Data: 09/09/2021, às 16:00 horas (GMT-3, horário de Brasília).
Título: Graph theoretical approach for genome comparison with large-scale mutations
Palestrante: Marilia Braga (Universität Bielefeld)

Resumo: A classical problem in comparative genomics, proposed by Sankoff in 1992, is the one of computing the rearrangement distance, which is the minimum number of large-scale mutations required to transform a genome into another, in a setting in which the genes in both genomes are classified into families.
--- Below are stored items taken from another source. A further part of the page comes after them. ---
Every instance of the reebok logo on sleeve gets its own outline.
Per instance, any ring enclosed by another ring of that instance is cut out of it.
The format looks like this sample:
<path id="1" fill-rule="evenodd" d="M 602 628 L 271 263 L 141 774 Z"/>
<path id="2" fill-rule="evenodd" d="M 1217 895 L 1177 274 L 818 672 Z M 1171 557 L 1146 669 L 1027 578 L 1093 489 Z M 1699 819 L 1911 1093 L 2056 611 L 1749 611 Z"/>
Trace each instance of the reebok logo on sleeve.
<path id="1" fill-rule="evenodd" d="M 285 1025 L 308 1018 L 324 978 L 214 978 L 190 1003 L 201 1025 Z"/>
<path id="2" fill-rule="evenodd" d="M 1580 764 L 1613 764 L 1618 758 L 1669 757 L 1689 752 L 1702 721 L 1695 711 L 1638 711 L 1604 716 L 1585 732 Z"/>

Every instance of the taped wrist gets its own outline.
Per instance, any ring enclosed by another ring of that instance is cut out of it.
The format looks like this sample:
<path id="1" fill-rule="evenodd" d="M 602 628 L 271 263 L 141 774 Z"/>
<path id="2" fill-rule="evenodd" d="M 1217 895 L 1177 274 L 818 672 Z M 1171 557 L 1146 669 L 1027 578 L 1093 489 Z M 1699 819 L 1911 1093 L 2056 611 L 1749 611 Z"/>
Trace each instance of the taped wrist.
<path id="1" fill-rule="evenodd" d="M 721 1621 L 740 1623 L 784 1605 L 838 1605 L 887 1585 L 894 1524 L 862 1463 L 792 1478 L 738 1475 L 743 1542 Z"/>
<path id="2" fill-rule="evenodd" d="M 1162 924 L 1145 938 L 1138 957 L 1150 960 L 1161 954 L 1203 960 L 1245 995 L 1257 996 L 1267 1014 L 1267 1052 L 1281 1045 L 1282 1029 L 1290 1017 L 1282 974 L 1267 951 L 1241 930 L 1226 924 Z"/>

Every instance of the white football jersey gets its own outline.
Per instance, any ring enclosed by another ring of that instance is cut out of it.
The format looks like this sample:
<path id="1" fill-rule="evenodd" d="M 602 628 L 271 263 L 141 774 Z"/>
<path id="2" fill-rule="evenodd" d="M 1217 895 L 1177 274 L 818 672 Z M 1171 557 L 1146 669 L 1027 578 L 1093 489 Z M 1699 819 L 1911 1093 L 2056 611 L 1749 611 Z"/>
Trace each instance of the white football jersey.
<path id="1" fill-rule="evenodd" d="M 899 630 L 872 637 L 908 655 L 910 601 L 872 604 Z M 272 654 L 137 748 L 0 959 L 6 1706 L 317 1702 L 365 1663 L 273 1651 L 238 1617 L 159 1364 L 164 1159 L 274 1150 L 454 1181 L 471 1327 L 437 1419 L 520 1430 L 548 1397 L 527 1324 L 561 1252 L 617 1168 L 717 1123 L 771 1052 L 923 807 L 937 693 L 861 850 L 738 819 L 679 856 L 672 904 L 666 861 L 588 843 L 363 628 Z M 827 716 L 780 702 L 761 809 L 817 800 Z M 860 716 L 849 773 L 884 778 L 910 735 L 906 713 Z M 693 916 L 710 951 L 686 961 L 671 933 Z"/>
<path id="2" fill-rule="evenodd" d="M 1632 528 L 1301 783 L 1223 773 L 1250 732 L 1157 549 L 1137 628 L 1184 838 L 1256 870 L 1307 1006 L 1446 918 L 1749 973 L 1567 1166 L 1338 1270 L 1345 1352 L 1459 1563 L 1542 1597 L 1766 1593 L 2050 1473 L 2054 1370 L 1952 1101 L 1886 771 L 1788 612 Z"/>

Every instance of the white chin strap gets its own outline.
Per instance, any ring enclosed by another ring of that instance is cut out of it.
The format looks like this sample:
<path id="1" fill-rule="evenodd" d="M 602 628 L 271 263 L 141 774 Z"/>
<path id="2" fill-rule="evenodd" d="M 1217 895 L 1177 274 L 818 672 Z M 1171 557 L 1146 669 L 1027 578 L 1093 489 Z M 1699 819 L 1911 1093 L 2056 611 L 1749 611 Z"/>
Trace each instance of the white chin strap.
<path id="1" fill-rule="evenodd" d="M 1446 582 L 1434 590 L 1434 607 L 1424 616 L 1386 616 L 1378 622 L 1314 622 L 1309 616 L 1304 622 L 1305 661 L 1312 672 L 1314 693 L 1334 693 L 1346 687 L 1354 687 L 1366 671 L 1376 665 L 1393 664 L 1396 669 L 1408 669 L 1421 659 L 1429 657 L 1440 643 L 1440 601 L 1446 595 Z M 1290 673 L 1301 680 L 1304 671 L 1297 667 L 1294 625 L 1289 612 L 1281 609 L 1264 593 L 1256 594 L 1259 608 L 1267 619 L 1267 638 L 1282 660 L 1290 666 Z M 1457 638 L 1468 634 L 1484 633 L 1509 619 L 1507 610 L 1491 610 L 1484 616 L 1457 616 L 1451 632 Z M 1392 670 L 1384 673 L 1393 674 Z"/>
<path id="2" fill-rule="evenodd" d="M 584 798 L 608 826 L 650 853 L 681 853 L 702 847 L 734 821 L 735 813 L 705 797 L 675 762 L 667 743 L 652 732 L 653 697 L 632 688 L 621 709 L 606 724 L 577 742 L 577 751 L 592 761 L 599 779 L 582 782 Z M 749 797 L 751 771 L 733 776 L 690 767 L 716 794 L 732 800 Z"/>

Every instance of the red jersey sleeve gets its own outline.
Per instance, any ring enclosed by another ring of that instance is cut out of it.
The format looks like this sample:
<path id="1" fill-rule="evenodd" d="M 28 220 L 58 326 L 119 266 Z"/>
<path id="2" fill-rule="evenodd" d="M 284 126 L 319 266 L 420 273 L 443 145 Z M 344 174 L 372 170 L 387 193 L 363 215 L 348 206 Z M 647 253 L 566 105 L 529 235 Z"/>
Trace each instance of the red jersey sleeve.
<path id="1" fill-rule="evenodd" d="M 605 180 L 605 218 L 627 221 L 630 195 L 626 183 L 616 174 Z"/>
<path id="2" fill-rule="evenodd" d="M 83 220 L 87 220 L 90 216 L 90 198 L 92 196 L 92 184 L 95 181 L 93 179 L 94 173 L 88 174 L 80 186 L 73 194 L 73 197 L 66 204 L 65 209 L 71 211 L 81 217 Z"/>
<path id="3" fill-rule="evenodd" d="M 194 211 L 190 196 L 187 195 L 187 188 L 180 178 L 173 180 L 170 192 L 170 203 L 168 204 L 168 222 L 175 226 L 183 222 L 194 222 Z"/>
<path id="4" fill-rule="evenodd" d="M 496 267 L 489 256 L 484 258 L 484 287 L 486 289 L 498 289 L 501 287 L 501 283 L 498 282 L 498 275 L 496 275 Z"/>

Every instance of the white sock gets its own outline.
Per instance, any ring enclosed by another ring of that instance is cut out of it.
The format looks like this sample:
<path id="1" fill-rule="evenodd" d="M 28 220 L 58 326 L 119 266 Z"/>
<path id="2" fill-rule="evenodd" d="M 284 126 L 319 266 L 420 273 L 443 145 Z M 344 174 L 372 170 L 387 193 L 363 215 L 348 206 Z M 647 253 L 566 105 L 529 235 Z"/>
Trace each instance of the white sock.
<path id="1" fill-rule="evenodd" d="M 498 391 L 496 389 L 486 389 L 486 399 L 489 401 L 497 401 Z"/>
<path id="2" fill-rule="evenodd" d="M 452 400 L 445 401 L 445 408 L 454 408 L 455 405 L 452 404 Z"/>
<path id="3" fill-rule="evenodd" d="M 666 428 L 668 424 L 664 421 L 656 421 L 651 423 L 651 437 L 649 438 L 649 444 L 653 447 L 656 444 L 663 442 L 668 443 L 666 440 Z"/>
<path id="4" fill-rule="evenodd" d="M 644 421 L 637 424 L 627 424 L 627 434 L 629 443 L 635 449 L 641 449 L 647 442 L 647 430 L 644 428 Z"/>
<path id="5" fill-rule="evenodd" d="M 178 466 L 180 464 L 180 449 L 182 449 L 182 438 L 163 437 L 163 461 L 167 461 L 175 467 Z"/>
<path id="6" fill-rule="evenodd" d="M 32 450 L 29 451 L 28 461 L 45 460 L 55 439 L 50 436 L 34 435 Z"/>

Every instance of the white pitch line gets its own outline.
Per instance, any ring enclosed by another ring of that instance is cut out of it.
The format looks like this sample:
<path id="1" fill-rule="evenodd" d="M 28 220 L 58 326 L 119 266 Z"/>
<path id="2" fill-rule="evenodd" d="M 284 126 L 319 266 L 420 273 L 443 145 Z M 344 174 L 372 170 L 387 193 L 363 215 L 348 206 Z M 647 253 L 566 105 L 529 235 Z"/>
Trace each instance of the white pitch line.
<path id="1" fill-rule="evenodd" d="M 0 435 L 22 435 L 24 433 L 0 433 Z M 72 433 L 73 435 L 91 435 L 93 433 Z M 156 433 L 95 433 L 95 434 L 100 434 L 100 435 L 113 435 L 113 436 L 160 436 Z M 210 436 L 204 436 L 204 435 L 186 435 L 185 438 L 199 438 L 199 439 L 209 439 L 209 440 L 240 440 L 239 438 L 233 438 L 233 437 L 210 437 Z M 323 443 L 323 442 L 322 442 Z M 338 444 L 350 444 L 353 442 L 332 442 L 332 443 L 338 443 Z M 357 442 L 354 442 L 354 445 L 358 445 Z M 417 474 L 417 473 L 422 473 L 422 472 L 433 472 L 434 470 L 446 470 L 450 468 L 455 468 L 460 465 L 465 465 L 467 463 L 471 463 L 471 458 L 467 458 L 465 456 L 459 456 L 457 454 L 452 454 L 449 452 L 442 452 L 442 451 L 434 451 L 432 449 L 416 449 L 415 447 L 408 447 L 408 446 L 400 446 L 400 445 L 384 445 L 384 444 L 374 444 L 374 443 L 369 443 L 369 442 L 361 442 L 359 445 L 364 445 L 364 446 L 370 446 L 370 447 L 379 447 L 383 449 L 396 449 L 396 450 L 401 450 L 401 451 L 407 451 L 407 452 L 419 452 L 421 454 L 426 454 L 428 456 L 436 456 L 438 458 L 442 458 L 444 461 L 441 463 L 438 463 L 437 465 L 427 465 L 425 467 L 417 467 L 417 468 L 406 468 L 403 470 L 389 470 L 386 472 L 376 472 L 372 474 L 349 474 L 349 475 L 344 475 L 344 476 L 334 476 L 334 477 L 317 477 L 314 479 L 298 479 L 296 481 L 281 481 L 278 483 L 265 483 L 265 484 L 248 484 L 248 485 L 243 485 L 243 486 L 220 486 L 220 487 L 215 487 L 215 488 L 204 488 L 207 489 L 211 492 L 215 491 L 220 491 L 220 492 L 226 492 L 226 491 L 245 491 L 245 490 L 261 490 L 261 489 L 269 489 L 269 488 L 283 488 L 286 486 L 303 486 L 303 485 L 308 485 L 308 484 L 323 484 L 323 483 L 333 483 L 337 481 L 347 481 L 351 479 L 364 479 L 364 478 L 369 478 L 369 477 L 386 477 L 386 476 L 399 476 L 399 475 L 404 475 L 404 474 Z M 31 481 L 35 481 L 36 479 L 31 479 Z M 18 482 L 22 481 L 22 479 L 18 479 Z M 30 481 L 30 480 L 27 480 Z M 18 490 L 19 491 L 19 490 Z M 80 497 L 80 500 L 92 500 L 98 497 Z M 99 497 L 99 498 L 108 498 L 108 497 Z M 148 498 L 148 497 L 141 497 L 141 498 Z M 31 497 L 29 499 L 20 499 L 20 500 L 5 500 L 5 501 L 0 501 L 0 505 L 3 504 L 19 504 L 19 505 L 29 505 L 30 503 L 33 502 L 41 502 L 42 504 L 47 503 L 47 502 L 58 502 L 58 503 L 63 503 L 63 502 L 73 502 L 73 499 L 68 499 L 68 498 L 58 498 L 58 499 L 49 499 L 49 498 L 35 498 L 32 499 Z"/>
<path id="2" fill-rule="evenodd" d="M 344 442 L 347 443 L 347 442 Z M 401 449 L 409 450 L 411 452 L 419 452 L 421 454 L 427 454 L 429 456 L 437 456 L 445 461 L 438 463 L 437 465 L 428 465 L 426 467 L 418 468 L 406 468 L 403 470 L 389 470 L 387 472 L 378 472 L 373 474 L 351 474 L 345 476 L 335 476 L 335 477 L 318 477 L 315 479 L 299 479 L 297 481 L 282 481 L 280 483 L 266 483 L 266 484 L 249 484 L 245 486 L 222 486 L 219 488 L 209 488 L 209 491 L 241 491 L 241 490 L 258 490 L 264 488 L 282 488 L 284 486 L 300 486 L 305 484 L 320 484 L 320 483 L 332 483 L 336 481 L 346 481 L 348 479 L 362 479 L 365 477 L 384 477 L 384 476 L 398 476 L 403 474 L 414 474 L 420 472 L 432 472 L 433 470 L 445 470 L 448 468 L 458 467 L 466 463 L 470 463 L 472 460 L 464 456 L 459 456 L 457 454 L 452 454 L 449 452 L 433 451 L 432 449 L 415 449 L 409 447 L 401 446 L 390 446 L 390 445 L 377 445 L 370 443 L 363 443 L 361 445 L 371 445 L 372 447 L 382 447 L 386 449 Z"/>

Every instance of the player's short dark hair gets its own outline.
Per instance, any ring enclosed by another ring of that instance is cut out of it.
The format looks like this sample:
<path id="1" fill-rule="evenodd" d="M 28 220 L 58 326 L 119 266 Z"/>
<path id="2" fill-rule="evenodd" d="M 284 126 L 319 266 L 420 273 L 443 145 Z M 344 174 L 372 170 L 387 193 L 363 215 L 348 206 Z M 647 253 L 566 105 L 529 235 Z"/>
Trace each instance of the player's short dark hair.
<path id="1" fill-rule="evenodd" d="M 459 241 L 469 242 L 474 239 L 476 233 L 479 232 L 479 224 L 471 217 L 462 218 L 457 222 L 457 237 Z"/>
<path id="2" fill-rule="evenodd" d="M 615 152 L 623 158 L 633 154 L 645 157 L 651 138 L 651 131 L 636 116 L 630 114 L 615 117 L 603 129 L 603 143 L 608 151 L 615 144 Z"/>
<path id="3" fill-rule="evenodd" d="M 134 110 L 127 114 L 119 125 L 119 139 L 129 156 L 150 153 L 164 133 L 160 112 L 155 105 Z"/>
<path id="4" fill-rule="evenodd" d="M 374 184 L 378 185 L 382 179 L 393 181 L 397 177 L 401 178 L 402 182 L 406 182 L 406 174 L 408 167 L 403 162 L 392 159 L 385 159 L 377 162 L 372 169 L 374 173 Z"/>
Assuming that each family occurs exactly once in each genome, substantial results were developed with the help of graph theoretical models and include the polynomial-time computability of the inversion distance by Hannenhalli and Pevzner in 1995, the introduction of the double-cut and join (DCJ) operation by Yancopoulos, Attie and Friedberg in 2005 and the linear computability of the DCJ distance by Bergeron, Mixtacki and Stoye in 2006. These results rely on the fact that the underlying breakpoint/adjacency graphs are simple collections of paths and cycles.

In this talk I will present research results that I obtained with my colleagues over the last 11 years. First, I will describe an extension of the DCJ model for singular genomes, which are those in which each gene family occurs at most once. Singular genomes may contain distinct genes and, besides DCJ operations, are also subject to insertions and deletions of DNA segments (jointly called indels). We have shown that computing the singular DCJ-indel distance can be done in linear time with the help of the relational diagram, which is also a collection of paths and cycles (results from 2010, with Willing and Stoye). Then I will describe two recent NP-hard extensions of this model: the DCJ-indel distance of natural genomes (from 2020, with Bohnenkämper, Doerr and Stoye) and the weighted DCJ-indel distance of family-free genomes (from 2014/2020, with Martinez, Feijão and Rubert). Both can be solved efficiently with ILP formulations that search for optimal cycle decompositions of a (weighted) multirelational diagram.